To understand the relevance of open data, we must first realize that the credit rating business is not a standalone industry. Instead, the rating agencies are part of a larger industry: the business of credit risk assessment.  This field includes in-house credit analysts at banks, independent credit advisors, and analytics firms, as well as the NRSROs.
By mandating the elimination of credit ratings from federal regulation, Dodd Frank has helped to level the playing field between rating agencies and alternate credit assessment providers. (But, as Rivlin and Soroushian remind us, this process of removing credit ratings from regulations is incomplete.)
Deregulators can go further by pursuing Pimbley’s suggestion of removing credit rating agencies from the list of entities that can receive non-public disclosures from securities issuers, as provided under Regulation FD. Such a reform would allow credit analysts not employed by rating agencies to receive all of the same data at the same time as their agency counterparts.

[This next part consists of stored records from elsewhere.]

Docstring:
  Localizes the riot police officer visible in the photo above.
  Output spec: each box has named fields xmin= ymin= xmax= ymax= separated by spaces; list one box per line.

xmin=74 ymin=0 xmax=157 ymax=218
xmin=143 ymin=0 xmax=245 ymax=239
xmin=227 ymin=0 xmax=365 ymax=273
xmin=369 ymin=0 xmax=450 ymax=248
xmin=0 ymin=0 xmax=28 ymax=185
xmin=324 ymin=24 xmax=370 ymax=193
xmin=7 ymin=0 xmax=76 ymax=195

Indeed, Republicans could completely eliminate the special status of credit rating agencies by scrapping the NRSRO certification entirely, as recommended by NYU’s Lawrence J. White. If ratings are not required by regulation and all credit consultants and analytics firms have equal data access, there would seem to be little benefit to NRSRO status anyway.
But even without regulatory-conferred privileges, rating agencies would still have an advantage over upstart providers of credit analysis. The incumbents’ size allows them to invest in systems and manual procedures to assimilate the large volume of issuer and security data needed to rate and review a large number of debt issues.

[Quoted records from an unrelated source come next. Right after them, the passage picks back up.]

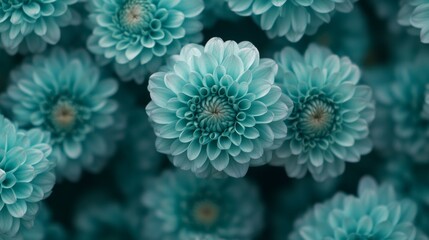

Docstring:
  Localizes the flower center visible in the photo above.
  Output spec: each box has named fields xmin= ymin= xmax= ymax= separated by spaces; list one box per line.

xmin=298 ymin=98 xmax=336 ymax=139
xmin=118 ymin=0 xmax=154 ymax=33
xmin=191 ymin=200 xmax=220 ymax=227
xmin=195 ymin=95 xmax=236 ymax=135
xmin=49 ymin=99 xmax=79 ymax=133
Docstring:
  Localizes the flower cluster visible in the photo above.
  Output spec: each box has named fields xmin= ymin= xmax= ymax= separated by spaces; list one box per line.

xmin=4 ymin=48 xmax=122 ymax=181
xmin=399 ymin=0 xmax=429 ymax=43
xmin=272 ymin=44 xmax=375 ymax=181
xmin=86 ymin=0 xmax=204 ymax=83
xmin=147 ymin=37 xmax=293 ymax=178
xmin=0 ymin=115 xmax=55 ymax=238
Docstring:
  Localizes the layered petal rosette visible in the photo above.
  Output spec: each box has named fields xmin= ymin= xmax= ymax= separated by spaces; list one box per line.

xmin=398 ymin=0 xmax=429 ymax=43
xmin=146 ymin=37 xmax=293 ymax=178
xmin=272 ymin=45 xmax=375 ymax=181
xmin=142 ymin=170 xmax=264 ymax=239
xmin=87 ymin=0 xmax=204 ymax=83
xmin=0 ymin=115 xmax=55 ymax=238
xmin=225 ymin=0 xmax=358 ymax=42
xmin=0 ymin=0 xmax=80 ymax=54
xmin=5 ymin=48 xmax=122 ymax=181
xmin=290 ymin=177 xmax=428 ymax=240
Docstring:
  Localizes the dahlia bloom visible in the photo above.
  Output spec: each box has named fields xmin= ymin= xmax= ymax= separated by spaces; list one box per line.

xmin=0 ymin=115 xmax=55 ymax=238
xmin=142 ymin=170 xmax=264 ymax=239
xmin=272 ymin=45 xmax=375 ymax=181
xmin=5 ymin=48 xmax=122 ymax=181
xmin=398 ymin=0 xmax=429 ymax=43
xmin=290 ymin=177 xmax=428 ymax=240
xmin=86 ymin=0 xmax=204 ymax=83
xmin=0 ymin=0 xmax=80 ymax=55
xmin=146 ymin=37 xmax=293 ymax=178
xmin=225 ymin=0 xmax=358 ymax=42
xmin=372 ymin=63 xmax=429 ymax=162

Reforms that lower the costs of collecting this data would enable new analytic firms to compete against incumbent rating agencies despite their relatively small size. Representative Issa’s new bill, the Financial Transparency Act of 2017 (HR 1530), would make all financial regulatory data available in machine readable form. Right now, much of this data is only available in PDFs which are costly to process. By instead providing financial filings in the form of structured text, new credit data sets will become more readily available at little or no cost.

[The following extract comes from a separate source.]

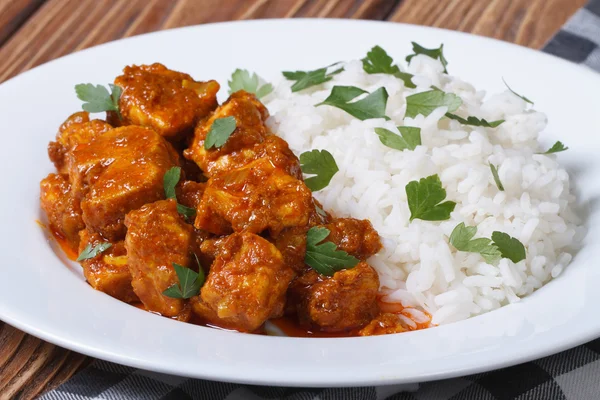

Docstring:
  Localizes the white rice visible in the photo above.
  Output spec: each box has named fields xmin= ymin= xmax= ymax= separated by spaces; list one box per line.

One regulator affected by the Act is the Municipal Securities Rulemaking Board (MSRB) which oversees the municipal bond market. Right now, offering materials and continuing disclosures such as annual financial reports are published as PDFs. Anyone hoping to analyze them must either mine the PDFs for relevant data or buy data sets from third parties, usually at high costs and with tight restrictions on redistribution (effectively preventing smaller firms from showing how their opinions are driven by issuer fundamentals). If the MSRB switches to structured text, the cost of analyzing municipal securities would drop, making it easier for municipal analytics startups such as MuniTrend to provide insight across a broad range of instruments.
The MSRB is one of ten regulators affected by the proposed act.  If passed and implemented, the bill would trigger a wave of free and low cost data sets that could help analysts outside of the credit rating agencies keep up with these powerful incumbents. When combined with reforms that remove the special privileges now enjoyed by licensed NRSROs, open financial data could usher in a new era of competition and innovation in the field of credit assessment.